We think you need these skills to ace Data Analyst in Gloucester
Some tips for your application π«‘
Tailor Your CV:Make sure your CV is tailored to the Data Analyst role. Highlight your experience with Palantir Foundry, Jupyter Notebook, and any relevant projects that showcase your data analytics skills. We want to see how your background aligns with our needs!
Craft a Compelling Cover Letter:Your cover letter is your chance to shine! Use it to explain why you're passionate about the aerospace industry and how your skills can contribute to our predictive maintenance initiatives. Keep it concise but impactful β we love a good story!
Showcase Your Technical Skills:Donβt forget to highlight your technical skills in your application. Mention your experience with Jira, GitHub, and any machine learning or AI projects you've worked on. Weβre looking for someone who can hit the ground running, so make it clear how you can add value!
Apply Through Our Website:We encourage you to apply through our website for the best chance of getting noticed. Itβs super easy and ensures your application goes directly to us. Plus, youβll get to see more about our company culture and values while youβre at it!
How to prepare for a job interview at Meritus
β¨Know Your Data Tools
Make sure you brush up on your experience with Palantir Foundry and Jupyter Notebook. Be ready to discuss specific projects where you've used these tools, as they are crucial for the role. Highlight how you've translated complex datasets into actionable insights.
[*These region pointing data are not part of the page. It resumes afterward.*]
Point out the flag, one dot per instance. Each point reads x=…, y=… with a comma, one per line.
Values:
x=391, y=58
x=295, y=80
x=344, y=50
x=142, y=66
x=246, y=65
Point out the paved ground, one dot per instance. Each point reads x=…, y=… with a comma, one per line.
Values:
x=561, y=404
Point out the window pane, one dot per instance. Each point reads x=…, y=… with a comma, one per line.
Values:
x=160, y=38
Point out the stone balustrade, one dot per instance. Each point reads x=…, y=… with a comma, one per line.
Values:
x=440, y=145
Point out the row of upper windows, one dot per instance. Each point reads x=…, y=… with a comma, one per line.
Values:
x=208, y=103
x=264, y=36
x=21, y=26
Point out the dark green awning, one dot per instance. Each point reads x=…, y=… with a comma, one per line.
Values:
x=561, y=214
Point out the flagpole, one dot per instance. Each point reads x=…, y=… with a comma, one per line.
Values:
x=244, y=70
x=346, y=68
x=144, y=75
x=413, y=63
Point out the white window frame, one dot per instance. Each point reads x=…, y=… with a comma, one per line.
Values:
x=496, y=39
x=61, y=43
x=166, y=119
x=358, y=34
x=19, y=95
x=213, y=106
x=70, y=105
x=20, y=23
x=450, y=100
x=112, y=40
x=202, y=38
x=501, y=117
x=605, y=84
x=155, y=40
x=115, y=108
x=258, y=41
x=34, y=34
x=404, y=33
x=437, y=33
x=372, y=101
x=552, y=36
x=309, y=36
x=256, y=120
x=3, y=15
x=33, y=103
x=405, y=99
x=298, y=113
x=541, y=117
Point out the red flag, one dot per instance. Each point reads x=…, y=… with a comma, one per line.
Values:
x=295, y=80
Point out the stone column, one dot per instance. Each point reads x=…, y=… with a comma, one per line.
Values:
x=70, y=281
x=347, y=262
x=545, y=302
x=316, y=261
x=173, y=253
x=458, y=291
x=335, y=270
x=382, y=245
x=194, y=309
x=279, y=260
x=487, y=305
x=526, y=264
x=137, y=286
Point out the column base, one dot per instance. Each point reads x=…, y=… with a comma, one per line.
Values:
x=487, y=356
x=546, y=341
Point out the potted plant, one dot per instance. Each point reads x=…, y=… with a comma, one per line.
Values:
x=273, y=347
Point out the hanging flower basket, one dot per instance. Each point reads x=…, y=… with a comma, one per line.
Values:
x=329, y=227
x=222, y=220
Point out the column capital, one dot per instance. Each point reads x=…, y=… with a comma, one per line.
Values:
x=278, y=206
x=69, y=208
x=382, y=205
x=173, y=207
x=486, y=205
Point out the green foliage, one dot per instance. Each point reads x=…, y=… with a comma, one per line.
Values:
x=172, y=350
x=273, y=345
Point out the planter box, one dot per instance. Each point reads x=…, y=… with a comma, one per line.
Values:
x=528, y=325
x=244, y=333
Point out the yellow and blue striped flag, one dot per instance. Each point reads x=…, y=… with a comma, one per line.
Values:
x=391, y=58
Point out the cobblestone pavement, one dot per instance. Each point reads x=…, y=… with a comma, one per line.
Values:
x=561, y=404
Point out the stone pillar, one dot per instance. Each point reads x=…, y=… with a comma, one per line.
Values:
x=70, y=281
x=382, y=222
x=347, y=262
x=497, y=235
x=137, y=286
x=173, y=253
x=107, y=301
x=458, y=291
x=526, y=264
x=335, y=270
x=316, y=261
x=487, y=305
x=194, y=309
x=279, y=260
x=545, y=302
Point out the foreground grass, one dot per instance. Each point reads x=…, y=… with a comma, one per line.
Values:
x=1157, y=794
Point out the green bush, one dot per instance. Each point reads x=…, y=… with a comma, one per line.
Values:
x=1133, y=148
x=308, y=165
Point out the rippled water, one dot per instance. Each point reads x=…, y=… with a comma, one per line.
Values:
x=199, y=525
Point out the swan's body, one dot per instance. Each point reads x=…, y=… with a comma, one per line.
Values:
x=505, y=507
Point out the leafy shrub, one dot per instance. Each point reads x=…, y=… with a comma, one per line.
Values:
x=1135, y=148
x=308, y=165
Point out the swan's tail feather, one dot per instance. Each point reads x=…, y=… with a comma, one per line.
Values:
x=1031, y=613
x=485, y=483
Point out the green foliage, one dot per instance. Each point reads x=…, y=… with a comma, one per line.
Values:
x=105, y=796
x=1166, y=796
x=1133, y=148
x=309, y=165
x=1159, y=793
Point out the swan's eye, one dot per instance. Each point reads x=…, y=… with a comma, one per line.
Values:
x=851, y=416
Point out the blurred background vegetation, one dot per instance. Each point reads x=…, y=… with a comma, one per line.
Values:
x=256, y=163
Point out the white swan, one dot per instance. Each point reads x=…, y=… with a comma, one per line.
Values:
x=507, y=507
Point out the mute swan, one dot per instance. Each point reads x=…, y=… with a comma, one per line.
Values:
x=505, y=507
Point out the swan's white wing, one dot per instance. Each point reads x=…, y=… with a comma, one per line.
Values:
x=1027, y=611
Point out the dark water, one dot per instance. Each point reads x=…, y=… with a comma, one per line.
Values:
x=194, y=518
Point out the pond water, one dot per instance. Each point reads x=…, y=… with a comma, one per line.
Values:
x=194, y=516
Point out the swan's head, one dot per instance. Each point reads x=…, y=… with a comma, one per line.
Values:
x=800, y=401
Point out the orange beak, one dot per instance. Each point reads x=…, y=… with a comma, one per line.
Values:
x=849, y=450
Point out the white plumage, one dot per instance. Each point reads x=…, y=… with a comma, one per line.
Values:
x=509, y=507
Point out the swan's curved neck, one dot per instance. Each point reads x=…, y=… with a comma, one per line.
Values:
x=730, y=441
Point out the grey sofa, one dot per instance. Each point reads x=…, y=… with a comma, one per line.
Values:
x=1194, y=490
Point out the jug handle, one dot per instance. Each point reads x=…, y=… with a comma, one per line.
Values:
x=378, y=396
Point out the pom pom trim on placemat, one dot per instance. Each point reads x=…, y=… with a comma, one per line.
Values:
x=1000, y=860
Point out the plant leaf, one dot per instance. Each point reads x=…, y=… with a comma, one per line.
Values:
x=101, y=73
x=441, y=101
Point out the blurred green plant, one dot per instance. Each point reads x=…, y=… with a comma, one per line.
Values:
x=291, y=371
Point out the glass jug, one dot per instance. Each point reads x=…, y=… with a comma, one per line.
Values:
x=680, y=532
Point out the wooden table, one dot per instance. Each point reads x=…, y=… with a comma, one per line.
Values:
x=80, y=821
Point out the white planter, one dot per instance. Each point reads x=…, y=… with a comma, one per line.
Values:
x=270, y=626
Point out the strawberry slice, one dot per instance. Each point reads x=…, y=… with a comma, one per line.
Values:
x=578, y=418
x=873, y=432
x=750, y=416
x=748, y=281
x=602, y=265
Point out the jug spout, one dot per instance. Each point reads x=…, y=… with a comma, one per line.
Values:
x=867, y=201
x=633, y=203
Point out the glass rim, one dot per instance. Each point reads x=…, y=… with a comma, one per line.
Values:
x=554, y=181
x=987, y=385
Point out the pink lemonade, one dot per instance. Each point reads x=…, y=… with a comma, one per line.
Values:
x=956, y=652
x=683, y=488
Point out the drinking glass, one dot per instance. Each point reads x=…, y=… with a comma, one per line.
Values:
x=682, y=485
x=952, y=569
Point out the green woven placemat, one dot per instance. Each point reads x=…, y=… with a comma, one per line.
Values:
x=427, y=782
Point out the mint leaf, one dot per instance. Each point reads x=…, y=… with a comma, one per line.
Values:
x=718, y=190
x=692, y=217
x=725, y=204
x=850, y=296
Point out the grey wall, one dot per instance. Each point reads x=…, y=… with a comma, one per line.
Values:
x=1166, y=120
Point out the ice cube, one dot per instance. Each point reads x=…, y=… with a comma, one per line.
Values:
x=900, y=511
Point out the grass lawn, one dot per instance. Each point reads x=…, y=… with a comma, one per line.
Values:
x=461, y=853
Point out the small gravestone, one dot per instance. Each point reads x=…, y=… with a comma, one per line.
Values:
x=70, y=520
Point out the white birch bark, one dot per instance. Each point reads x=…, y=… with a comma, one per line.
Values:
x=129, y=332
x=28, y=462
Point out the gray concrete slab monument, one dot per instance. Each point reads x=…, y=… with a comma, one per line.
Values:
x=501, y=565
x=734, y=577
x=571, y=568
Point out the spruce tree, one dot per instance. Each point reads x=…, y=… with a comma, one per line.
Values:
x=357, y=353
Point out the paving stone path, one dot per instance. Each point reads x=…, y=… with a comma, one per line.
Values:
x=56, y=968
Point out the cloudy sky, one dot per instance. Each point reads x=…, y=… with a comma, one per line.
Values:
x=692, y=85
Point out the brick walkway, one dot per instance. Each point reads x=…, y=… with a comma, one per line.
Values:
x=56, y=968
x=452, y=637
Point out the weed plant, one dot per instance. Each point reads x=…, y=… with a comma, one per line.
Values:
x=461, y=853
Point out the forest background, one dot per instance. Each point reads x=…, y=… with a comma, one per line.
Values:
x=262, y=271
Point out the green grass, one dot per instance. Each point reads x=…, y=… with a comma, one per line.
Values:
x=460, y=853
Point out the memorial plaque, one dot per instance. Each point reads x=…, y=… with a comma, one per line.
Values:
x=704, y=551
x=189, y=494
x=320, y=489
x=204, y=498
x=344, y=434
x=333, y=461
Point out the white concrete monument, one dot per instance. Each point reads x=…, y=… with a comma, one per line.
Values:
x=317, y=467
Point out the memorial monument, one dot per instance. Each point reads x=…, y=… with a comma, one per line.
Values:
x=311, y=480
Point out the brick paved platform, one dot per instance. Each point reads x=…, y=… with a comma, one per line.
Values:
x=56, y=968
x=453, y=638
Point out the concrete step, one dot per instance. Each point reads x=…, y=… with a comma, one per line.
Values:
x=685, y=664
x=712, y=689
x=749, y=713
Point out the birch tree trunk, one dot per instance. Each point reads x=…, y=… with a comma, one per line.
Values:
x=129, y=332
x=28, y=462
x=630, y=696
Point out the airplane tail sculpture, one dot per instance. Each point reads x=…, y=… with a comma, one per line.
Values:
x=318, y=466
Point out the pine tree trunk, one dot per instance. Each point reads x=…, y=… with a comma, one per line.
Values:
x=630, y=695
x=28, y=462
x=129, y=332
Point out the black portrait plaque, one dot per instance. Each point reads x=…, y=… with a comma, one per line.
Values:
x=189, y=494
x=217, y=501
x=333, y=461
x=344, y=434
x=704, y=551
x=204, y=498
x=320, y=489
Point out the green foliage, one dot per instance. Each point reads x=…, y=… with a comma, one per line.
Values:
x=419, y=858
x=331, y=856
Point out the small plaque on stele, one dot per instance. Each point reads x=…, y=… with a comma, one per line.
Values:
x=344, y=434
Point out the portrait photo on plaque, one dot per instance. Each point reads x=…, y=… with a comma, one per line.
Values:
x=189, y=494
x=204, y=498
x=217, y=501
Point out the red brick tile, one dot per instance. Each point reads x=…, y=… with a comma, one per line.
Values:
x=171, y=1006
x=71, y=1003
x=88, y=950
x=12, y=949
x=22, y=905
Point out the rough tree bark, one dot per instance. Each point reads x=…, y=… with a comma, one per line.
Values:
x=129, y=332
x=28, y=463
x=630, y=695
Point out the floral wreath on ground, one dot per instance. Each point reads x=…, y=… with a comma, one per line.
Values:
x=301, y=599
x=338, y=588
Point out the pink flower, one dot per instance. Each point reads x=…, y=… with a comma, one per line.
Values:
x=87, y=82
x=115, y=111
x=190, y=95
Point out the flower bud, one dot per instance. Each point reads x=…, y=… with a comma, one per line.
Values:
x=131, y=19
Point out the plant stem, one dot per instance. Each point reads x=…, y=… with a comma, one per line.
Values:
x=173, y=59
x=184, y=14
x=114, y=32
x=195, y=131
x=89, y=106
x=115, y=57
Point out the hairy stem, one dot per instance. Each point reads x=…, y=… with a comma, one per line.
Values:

β¨Understand the Aerospace Context
Familiarise yourself with the aerospace industry, especially in relation to fleet diagnostics and predictive maintenance. Being able to speak knowledgeably about aircraft systems and maintenance engineering will set you apart from other candidates.
β¨Showcase Your Stakeholder Management Skills
Prepare examples of how you've effectively managed stakeholders in previous roles. This could involve discussing how you communicated technical findings to non-technical teams or collaborated with engineering and design offices to deliver impactful data studies.
β¨Be Ready for Technical Questions
Expect questions that test your analytical skills and understanding of machine learning or AI in engineering contexts. Brush up on relevant concepts and be prepared to discuss how you've applied them in real-world scenarios, especially in relation to operational disruptions.